This course will study the personal character and meaning of the body as a foundation for sexual ethics. Starting with the specificity of the moral point of view, the course will develop the main lines of an ethics of sexuality in which the human person as a created whole, corpore et anima unus, is “the subject of his own moral acts” (Veritatis splendor, 48). As John Paul II said, we find in the body “the anticipatory signs, the expression and the promise of the gift of self, in conformity with the wise plan of the Creator” (ibid.).
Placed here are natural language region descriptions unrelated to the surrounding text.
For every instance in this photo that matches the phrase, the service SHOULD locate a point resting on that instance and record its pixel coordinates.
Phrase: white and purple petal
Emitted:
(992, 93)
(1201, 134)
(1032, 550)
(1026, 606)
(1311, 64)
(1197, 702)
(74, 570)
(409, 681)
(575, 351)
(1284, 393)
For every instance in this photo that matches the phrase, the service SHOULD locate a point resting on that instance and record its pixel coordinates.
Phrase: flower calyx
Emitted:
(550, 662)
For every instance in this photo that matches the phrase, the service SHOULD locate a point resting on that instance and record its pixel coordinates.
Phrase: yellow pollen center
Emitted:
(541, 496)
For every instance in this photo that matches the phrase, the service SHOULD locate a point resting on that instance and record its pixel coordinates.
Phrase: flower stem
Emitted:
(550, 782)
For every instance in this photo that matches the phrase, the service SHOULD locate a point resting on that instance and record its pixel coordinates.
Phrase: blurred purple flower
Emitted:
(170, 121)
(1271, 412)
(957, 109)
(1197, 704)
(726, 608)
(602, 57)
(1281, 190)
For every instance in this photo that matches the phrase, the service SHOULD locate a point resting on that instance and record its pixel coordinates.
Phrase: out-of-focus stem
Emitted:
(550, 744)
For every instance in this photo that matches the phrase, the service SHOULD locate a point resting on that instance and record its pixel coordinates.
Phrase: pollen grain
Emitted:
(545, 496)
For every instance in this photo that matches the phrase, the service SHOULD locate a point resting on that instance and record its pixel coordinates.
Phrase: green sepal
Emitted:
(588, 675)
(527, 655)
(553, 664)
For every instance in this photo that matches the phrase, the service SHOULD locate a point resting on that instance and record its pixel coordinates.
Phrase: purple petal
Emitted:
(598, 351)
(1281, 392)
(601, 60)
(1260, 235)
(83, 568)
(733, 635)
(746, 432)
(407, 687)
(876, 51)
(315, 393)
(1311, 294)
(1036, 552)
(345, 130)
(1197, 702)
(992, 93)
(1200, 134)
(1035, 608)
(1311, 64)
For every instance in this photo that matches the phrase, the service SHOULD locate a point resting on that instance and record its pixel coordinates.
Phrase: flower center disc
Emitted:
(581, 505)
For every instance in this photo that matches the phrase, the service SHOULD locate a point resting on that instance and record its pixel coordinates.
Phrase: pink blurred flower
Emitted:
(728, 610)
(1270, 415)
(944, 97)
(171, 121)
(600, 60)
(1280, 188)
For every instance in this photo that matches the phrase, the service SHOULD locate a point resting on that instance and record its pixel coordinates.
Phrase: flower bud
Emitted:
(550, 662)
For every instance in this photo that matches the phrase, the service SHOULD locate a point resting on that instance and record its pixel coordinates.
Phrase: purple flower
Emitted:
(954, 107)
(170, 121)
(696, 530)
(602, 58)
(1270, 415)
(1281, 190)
Particular issues will include the ethics of conjugal relations, contraception, homosexuality, and the use of condoms to prevent HIV/AIDS. (JPI 548/748 Fundamental Moral Theology: Freedom and Human Action is highly recommended as a background.)
Selected Texts
Karol Wojtyła, Love and Responsibility.
John Paul II, Man and Woman He Created Them: A Theology of the Body.
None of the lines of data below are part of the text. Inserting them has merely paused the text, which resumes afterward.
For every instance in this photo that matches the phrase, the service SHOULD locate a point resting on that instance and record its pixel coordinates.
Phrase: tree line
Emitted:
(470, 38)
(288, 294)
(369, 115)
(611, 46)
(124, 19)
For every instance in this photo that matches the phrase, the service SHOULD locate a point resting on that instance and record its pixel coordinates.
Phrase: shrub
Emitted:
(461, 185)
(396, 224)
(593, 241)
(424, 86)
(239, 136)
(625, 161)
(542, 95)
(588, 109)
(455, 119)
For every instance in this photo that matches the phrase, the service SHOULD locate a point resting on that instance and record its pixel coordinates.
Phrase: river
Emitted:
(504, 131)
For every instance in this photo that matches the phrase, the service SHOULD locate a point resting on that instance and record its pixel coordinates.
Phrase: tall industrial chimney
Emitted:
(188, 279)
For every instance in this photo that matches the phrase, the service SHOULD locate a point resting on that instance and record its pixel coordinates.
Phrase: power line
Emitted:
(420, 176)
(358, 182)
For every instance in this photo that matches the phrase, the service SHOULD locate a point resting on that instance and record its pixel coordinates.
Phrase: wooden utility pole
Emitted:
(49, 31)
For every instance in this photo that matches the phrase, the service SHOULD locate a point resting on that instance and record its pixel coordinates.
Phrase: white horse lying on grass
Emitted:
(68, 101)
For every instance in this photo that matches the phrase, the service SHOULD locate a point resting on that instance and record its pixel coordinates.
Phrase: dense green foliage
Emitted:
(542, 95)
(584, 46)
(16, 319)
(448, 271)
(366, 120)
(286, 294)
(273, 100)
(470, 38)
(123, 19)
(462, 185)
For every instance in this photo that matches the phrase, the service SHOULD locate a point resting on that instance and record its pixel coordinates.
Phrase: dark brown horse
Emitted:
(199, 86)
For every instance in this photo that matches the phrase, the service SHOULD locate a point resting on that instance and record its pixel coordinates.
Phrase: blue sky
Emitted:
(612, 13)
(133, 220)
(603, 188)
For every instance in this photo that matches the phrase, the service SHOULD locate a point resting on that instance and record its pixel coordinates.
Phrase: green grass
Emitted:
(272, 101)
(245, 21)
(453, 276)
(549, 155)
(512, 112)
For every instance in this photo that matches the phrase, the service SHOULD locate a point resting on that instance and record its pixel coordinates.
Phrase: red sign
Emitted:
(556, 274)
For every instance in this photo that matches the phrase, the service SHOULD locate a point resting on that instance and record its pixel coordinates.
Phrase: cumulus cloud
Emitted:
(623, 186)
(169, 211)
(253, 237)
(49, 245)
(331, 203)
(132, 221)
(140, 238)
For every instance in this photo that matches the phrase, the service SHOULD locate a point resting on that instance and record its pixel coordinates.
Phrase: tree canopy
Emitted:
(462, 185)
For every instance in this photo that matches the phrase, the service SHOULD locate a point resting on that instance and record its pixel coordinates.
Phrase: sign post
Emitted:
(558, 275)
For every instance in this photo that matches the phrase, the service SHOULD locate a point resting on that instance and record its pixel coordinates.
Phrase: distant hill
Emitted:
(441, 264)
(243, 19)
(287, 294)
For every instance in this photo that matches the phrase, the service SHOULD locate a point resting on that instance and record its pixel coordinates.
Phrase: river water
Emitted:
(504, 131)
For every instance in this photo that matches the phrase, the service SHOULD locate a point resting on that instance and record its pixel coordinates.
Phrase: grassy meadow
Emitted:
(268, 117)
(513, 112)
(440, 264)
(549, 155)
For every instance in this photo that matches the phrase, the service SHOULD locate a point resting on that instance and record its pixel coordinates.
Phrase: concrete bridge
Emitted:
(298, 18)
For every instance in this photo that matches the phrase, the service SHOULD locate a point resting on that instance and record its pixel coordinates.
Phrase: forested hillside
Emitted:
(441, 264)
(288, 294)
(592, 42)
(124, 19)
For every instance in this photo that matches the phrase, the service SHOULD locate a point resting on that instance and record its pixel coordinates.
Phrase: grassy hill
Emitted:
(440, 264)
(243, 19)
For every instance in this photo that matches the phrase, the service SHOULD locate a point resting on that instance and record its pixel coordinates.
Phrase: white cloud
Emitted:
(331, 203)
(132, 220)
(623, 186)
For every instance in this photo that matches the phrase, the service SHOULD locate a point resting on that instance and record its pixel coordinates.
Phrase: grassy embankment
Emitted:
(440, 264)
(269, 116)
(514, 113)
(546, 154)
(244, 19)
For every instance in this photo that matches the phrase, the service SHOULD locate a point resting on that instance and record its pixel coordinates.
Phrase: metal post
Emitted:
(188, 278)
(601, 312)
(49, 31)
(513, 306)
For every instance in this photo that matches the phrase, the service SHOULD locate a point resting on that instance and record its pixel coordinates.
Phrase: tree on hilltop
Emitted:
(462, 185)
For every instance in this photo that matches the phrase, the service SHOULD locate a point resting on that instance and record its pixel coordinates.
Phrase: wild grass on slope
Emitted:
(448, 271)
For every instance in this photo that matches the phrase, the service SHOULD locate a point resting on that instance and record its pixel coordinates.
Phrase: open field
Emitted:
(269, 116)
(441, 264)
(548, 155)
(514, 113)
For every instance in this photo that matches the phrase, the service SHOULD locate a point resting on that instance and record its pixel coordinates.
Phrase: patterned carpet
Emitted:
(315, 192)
John Paul II, Familiaris Consortio.
John Paul II, Letter to Families.
Paul VI, Humanae Vitae.
Pius XI, Casti Connubii.
Hans Urs von Balthasar, The Christian State of Life.
Faculty
David S. Crawford
Dean
Associate Professor of Moral Theology and Family Law
Dr. Crawford’s teaching spans the areas of moral theology and philosophical ethics, the theological and philosophical anthropology of marriage and family, and legal and political philosophy. His publications address human action, natural law, homosexuality, “gender identity,” and the anthropological implications of modern civil law.